The Nigerian currency, Naira, on Monday shed slight points against the three major foreign currencies, Dollar, Pound and the Euro at the parallel segment of the foreign exchange market. The local currency, however, remained low at the official forex market and fell slightly at the Nigeria Autonomous Foreign Exchange Fixing (NAFEX) window.
The naira, was seen at the unofficial forex market at 370 to the dollar against 369 sold over the weekend, while decline by three points against the pound to close at 478 compared to 475, as well as dropping a point to the Euro at 433 against 432 traded during the weekend.
At the NAFEX window, the Nigerian currency dropped very slightly to record a weaker closing rate of 359.58, as against 359.56 ended on the last trading of last week. It however, opened trading activity earlier in the day at 361.13 against Friday better rate of 360.63 to the dollar, data obtained at FMDQ OTC has showed.
But the daily turnover at the autonomous FX window at close of yesterday trading, retained the improved figure of $213.21 million ofFriday, while compared to $146.09 million traded on Thursday, as well higher than Wednesday $100.29 million, Tuesday $165.29 million and stronger than $212.43 million recorded a week ago.
Similarly, the naira, at the close of official forex market trading on Monday retained the depreciated rate of 305.80 per dollar sold on Friday, compared to 305.65 and 305.70 traded most part of last week.
Meanwhile, the money market rates moderated a day before the market closed for last week trading, after the state disbursed N224.54 billion ($715.10m) in budget allocations to its three tiers of government, boosting liquidity.

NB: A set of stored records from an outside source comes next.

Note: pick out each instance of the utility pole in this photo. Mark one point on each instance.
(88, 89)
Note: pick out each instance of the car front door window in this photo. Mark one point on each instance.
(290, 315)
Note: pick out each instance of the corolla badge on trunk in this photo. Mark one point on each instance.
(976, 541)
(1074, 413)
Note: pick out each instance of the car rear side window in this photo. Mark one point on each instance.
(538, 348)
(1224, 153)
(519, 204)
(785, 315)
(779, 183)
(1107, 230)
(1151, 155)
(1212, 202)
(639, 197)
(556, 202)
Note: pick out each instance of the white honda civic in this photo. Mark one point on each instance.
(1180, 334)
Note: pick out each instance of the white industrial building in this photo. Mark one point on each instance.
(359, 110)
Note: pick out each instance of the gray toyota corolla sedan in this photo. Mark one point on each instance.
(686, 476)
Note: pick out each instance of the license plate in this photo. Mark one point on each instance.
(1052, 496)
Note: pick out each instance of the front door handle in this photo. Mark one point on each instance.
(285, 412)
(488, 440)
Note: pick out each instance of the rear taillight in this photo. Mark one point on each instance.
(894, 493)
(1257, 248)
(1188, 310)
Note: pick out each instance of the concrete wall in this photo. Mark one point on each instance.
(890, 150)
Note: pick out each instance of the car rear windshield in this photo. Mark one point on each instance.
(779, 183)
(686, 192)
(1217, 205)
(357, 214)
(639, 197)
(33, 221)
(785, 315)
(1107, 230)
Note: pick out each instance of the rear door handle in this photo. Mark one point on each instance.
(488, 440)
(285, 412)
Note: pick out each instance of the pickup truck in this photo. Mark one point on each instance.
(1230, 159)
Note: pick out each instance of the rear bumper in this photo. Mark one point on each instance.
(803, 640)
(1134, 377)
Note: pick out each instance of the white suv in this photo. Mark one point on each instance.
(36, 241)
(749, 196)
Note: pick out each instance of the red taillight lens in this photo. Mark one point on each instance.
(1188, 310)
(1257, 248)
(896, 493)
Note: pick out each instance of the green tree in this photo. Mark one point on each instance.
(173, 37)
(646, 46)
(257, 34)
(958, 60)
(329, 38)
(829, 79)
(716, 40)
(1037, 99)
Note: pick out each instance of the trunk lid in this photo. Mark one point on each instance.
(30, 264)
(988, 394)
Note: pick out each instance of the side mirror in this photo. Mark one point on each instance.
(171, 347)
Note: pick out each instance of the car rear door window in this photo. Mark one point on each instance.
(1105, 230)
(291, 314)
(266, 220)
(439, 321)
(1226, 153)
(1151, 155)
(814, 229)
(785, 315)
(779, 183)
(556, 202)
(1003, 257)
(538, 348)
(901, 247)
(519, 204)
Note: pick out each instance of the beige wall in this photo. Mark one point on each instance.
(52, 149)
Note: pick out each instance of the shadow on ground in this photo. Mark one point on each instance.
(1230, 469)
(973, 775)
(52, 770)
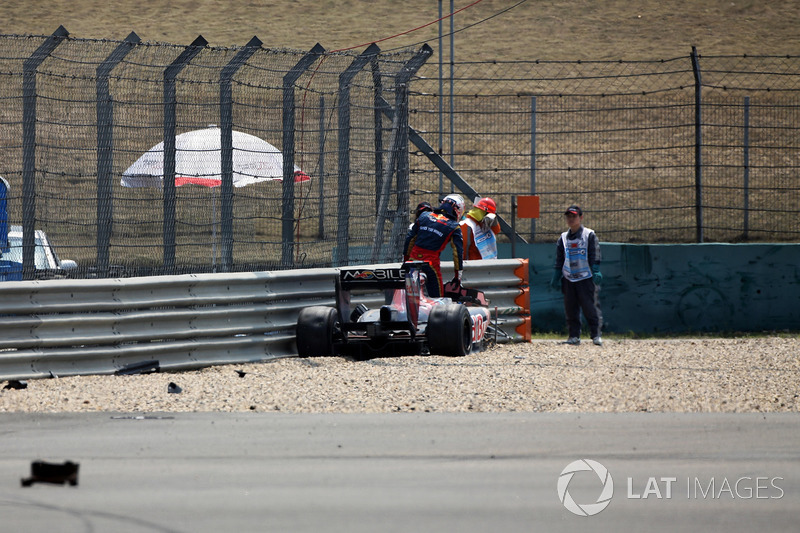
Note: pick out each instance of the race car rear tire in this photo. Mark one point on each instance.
(316, 327)
(449, 330)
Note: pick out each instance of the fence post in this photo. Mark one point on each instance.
(287, 218)
(398, 156)
(402, 81)
(746, 166)
(377, 85)
(533, 161)
(29, 148)
(105, 151)
(698, 145)
(226, 149)
(170, 124)
(345, 78)
(321, 167)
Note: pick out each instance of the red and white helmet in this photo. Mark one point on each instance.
(453, 203)
(487, 204)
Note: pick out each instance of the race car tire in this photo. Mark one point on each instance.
(449, 330)
(316, 327)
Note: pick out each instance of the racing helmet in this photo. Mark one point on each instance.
(486, 204)
(421, 208)
(454, 204)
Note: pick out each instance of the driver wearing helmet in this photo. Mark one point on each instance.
(429, 235)
(479, 228)
(422, 207)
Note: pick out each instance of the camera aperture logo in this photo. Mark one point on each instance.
(585, 509)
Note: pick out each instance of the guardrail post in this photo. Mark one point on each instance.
(287, 218)
(170, 124)
(29, 148)
(698, 144)
(345, 78)
(105, 150)
(226, 148)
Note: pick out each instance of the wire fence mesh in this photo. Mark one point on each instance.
(679, 150)
(621, 139)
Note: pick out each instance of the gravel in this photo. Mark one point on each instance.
(686, 375)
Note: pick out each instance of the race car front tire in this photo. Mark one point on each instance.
(449, 330)
(316, 327)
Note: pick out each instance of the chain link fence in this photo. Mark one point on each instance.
(691, 149)
(77, 113)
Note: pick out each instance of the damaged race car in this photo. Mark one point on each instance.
(408, 321)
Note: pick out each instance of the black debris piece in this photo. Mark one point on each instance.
(55, 473)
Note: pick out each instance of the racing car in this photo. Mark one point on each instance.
(408, 321)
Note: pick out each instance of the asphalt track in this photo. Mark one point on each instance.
(197, 472)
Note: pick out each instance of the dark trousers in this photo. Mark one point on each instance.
(581, 296)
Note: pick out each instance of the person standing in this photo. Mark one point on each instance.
(479, 229)
(429, 235)
(577, 274)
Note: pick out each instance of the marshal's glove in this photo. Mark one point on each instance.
(555, 281)
(597, 276)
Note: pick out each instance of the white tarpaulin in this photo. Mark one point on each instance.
(198, 160)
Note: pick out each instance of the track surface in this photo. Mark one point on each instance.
(466, 472)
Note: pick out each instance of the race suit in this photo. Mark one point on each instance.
(425, 241)
(479, 242)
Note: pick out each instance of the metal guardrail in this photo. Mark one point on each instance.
(75, 327)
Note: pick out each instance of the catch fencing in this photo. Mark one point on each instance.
(73, 327)
(77, 113)
(689, 149)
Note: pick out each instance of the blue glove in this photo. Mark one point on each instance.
(597, 276)
(555, 281)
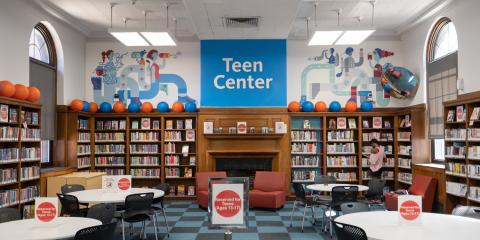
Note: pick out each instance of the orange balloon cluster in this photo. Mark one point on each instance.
(146, 107)
(177, 107)
(76, 105)
(119, 107)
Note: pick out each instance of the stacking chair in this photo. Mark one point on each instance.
(302, 200)
(138, 208)
(103, 232)
(103, 212)
(165, 187)
(70, 206)
(9, 214)
(349, 232)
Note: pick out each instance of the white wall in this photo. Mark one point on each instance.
(17, 19)
(464, 14)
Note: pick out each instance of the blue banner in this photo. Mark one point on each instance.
(243, 73)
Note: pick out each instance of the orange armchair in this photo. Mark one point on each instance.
(201, 184)
(268, 190)
(422, 185)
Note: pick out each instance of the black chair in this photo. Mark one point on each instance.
(9, 214)
(354, 207)
(165, 187)
(104, 212)
(349, 232)
(467, 211)
(103, 232)
(138, 208)
(70, 206)
(302, 200)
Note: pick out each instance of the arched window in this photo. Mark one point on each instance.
(442, 63)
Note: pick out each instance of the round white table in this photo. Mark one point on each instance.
(109, 196)
(386, 225)
(328, 187)
(32, 229)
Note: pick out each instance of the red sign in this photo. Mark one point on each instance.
(46, 212)
(124, 184)
(228, 203)
(409, 210)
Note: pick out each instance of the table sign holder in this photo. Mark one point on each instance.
(410, 209)
(46, 209)
(228, 204)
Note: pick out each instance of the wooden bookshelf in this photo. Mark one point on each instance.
(20, 139)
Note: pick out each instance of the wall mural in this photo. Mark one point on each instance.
(347, 76)
(113, 80)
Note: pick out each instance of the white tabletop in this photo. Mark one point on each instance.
(110, 196)
(386, 225)
(328, 187)
(32, 229)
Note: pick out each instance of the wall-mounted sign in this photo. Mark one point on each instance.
(118, 182)
(46, 209)
(409, 208)
(243, 73)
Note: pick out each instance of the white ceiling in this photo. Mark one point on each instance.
(203, 19)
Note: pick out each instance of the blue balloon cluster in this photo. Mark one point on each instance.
(163, 107)
(190, 107)
(105, 107)
(335, 106)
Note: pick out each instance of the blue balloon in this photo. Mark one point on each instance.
(190, 107)
(163, 107)
(133, 107)
(86, 106)
(105, 107)
(335, 107)
(307, 106)
(366, 106)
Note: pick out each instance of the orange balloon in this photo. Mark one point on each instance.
(177, 107)
(33, 94)
(351, 106)
(76, 105)
(93, 107)
(320, 106)
(146, 107)
(119, 107)
(7, 89)
(294, 106)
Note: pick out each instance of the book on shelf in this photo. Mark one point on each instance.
(377, 122)
(3, 113)
(188, 123)
(341, 122)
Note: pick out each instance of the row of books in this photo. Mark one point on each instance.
(111, 125)
(110, 148)
(144, 136)
(117, 136)
(378, 136)
(144, 148)
(145, 172)
(341, 148)
(305, 160)
(304, 175)
(304, 135)
(340, 135)
(82, 124)
(144, 160)
(304, 147)
(110, 160)
(336, 161)
(31, 134)
(8, 175)
(179, 124)
(30, 172)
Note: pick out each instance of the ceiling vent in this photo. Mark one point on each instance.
(241, 22)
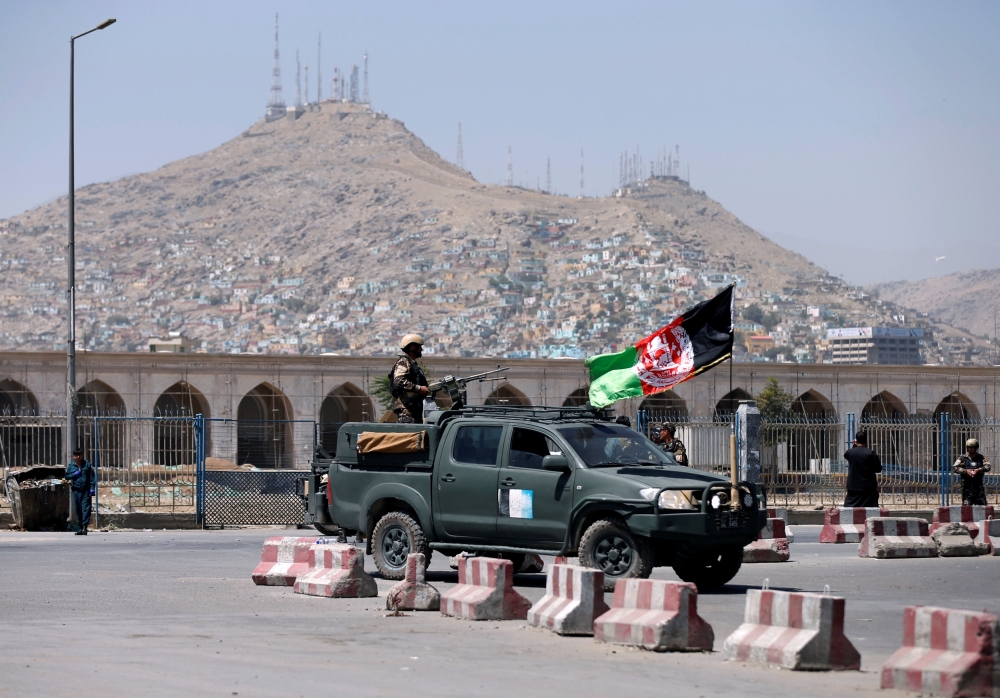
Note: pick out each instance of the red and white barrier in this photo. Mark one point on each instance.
(989, 536)
(892, 538)
(414, 593)
(282, 560)
(782, 513)
(574, 597)
(655, 615)
(847, 525)
(336, 570)
(967, 515)
(946, 652)
(771, 544)
(485, 591)
(793, 631)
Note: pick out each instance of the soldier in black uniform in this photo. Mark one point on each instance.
(973, 468)
(408, 383)
(671, 444)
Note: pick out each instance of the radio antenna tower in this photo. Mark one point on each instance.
(364, 97)
(319, 70)
(276, 102)
(298, 80)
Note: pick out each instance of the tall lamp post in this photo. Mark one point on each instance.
(71, 264)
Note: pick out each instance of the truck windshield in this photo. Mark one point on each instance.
(612, 444)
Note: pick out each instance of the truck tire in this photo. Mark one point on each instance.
(327, 529)
(396, 535)
(709, 569)
(609, 546)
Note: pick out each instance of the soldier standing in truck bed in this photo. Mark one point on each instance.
(407, 382)
(973, 468)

The bank, also repaid around N95.7 billion in matured treasury bills, to boost liquidity, as well sold around N26.90 billion at an open market treasury auction on Friday to soak up naira liquidity. Traders said the money market remained liquid despite the auction. Although, trader expected rates to rise up to 30 per cent this week as the central bank issues more securities to mop up part of government disbursement from the banking system.